Reagan publicly announced his selection of Schweiker a week later, just days before the GOP convention opened in Kansas City. As expected, all hell broke loose, but mostly against Reagan. Time magazine described the move as “one of the most astonishing and bizarre turnabouts in a campaign full of surprises.” Ford didn’t believe the news when he first heard it. “I thought someone was pulling my leg,” Ford said later. Reagan’s campaign was startled by the vehemence with which conservatives reacted against Schweiker, and Reagan was on the defensive. “I am not going to pretend, nor is he, that in every area we are in complete agreement,” Reagan said on August 6. “He has represented a blue collar constituency, essentially a labor constituency, but I have found that when principle dictated going counter to that he was not a rubber stamp for them.” How was Reagan’s selection of Schweiker any different that Ford’s selection of Rockefeller? Or of Carter’s selection of Walter Mondale? The latter comparison did the most damage, and the Reagan campaign hastily composed memos to show that Schweiker’s Senate voting record was not indistinguishable from Mondale’s.

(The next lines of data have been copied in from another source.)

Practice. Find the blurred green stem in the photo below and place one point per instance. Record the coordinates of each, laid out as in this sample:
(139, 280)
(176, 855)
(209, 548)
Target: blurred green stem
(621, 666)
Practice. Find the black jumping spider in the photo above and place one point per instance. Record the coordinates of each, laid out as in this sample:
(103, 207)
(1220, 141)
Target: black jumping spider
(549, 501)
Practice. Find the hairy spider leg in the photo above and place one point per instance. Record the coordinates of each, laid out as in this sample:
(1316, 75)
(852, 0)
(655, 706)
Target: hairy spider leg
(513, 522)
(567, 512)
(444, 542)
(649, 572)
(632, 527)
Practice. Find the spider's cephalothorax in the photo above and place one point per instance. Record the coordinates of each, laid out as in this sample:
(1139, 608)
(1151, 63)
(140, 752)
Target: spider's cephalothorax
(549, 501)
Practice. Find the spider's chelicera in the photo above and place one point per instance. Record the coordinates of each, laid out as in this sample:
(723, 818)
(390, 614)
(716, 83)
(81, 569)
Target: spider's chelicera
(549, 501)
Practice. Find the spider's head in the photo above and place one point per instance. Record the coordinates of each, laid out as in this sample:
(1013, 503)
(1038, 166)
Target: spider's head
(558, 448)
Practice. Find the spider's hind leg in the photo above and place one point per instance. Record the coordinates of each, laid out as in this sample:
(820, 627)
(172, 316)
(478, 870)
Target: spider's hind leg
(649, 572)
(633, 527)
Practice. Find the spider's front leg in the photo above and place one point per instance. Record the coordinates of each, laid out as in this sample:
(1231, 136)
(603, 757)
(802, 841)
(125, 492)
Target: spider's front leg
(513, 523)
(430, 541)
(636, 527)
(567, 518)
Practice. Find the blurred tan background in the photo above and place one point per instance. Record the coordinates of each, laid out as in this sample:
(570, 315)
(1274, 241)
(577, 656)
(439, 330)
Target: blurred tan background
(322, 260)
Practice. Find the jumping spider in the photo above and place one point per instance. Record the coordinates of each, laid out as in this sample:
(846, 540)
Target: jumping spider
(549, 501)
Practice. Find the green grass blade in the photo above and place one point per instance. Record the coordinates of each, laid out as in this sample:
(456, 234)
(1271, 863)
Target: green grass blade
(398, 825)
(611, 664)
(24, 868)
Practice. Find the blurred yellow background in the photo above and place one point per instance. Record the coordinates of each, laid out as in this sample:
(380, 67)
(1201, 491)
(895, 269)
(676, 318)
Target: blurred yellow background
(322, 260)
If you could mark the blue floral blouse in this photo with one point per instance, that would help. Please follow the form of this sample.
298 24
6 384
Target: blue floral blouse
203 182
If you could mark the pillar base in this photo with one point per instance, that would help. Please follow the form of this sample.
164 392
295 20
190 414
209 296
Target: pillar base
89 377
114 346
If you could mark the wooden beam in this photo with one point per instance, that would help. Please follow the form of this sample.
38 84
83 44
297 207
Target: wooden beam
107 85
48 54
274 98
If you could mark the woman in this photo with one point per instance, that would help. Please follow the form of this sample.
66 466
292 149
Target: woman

The whole point of the conservative movement starting with Goldwater was to purge the northeastern wing of the Republican Party, and here was Reagan giving the liberal wing a seat near the head of the table. Furthermore, the Schweiker pick would give Ford more latitude to select a liberal running mate—perhaps even to bring back the dreaded Rockefeller. Angry letters from Reagan supporters flooded the campaign office in Los Angeles. One letter, written with the thick script of a black marker, simply said, “Dear Governor Reagan: Schweiker?!?! For God’s sake!!!” Conservatives leaders were no less harsh. Howard Phillips of the Conservative Caucus blasted Reagan, saying Reagan had “betrayed the trust of those who look to him for leadership.” Sen. Jesse Helms swallowed hard and stuck with Reagan, calling the Schweiker pick “a coalition with the widest wingspan in all history.” George Will was less charitable, writing that Mondale’s liberalism “is a sliver more or less advanced than Schweiker’s (more or less, depending on whose micrometer does the measuring). . . If the Reagan-Schweiker ticket is a political coalition, then sauerkraut ice cream is a culinary coalition.” Illinois Congressman Henry Hyde likened the move to “a farmer selling his last cow to buy a milking machine,” while Mississippi Congressman Trent Lott switched from Reagan to Ford in anger over the Schweiker pick. “It’s the dumbest thing I ever heard of,” said Congressman John Ashbrook. James Jackson Kilkpatrick wrote in National Review: “In that last misjudgment, no matter how plausible it seemed in conception, Reagan lost his purity; he was no longer Galahad in quest of the Holy Grail, but Lancelot panting for Guinevere.” It didn’t help that Jimmy Carter said “I think he [Schweiker] is a good man.” And the Washington Post praised Schweiker’s pick, calling the move “dazzling” and “wise.” How could Reagan square this pick with his aforementioned attacks on “ticket-balancing”? “I got in this to win an election,” Reagan replied tersely. “It was time to reach our hands across the border.”

Reagan’s strategists thought it was possible they might lose some southern delegates, and sure enough, the Mississippi delegation, hitherto tenuously pledged to Reagan, seized upon the Schweiker pick to defect to Ford, which its leader, Clarke Reed, had wanted to do anyway. Meanwhile, the expected gains among northeastern delegations failed to materialize. Schweiker couldn’t budge any Pennsylvania delegates, despite four telephone conversations the leader of the delegation, Drew Lewis, who was a close friend of Schweiker’s. (Both Schweiker and Lewis would serve in President Reagan’s cabinet in 1981.) Despite his friendship with Schweiker, Lewis stuck firmly with Ford and lost only one delegate to Reagan.

The Schweiker gambit was widely perceived for what it was—an act of desperation. Although it failed to break the delegate hunt in Reagan’s favor, it nonetheless kept the drama of the convention alive when otherwise it might have been over before it began.